Published in the scientific journal PeerJ, the discovery follows research that has been under development since 2015 by the UMA. Scientists were analysing four new human skull specimens: Australopithecus anamensis, Australopithecus prometheus, Homo naledi and Homo longi.
The new research adds juvenile skull samples of modern great apes and brings an innovative approach to our understanding of human evolution. Focusing on the development of the brain, the researchers examined developmental processes in the size of the brain and how this differed between ancestral and derived species.
Human evolution: similarities to apes
The new data reveals that the causes of human evolution are shared with our close ancestors: orangutans, gorillas and chimpanzees and all creatures share the Homo gene, as well as the australopithecine species.
The palaeontologists analysed a negative growth of the cranial vault, which measures brain development, and a positive growth of the dimensions of the face in all species.
Juan Antonio Pérez Claros and Paul Palmqvist, authors of the paper, explained: “This means that bigger crania present higher relative sizes in the face and more reduced sizes in the cranial vault.”.
Further brain development in humans
The researchers found that while human evolution followed the same development as that of apes, human skulls went under a series of lateral transpositions.

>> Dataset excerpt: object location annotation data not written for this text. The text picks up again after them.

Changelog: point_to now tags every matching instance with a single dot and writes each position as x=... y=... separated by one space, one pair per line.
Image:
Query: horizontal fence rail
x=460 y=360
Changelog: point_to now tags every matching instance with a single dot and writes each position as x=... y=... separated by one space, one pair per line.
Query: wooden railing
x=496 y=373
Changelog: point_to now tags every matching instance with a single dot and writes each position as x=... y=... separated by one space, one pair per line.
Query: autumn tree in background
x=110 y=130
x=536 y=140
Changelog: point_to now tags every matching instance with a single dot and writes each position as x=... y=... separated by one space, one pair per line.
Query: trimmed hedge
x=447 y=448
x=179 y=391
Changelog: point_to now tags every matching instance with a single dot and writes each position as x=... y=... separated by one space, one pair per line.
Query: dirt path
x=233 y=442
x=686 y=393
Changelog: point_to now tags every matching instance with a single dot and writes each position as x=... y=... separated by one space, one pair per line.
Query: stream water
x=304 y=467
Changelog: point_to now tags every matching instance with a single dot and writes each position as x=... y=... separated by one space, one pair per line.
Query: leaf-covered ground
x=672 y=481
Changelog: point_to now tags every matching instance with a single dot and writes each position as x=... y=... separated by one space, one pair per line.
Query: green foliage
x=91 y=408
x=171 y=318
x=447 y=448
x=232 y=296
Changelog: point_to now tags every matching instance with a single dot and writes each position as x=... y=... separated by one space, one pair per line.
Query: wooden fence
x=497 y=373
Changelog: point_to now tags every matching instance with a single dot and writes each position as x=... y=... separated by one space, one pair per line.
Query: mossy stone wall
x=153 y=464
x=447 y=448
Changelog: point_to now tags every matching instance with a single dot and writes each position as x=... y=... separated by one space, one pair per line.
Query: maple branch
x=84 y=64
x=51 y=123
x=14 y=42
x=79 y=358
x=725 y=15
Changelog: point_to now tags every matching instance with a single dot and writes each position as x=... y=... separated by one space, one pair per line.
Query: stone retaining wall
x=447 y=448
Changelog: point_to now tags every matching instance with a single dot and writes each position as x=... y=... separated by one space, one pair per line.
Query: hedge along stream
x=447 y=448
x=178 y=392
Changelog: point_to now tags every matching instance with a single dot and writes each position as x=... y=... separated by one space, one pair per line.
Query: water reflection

Claros and Palmqvist said: “The developmental trajectory of the genus Homo turned to a new starting point, where adults retained the characteristics of the infant crania of the ancestral species.”
These transitions led to a ‘juvenilisation’ of human skulls, a process known as paedomorphosis, which played a crucial factor in human evolution. The changes meant that human skulls developed more in their evolutionary lineage compared to similar species.
The final part of the research looked at the oldest records of human skulls and compared them to more recent specimens. Palaeontologists discovered that the skull of Homo naledi, which evolved less than 300,000 years ago, showed similar proportions to the first human species of Homo habilis, which are more than two million years old.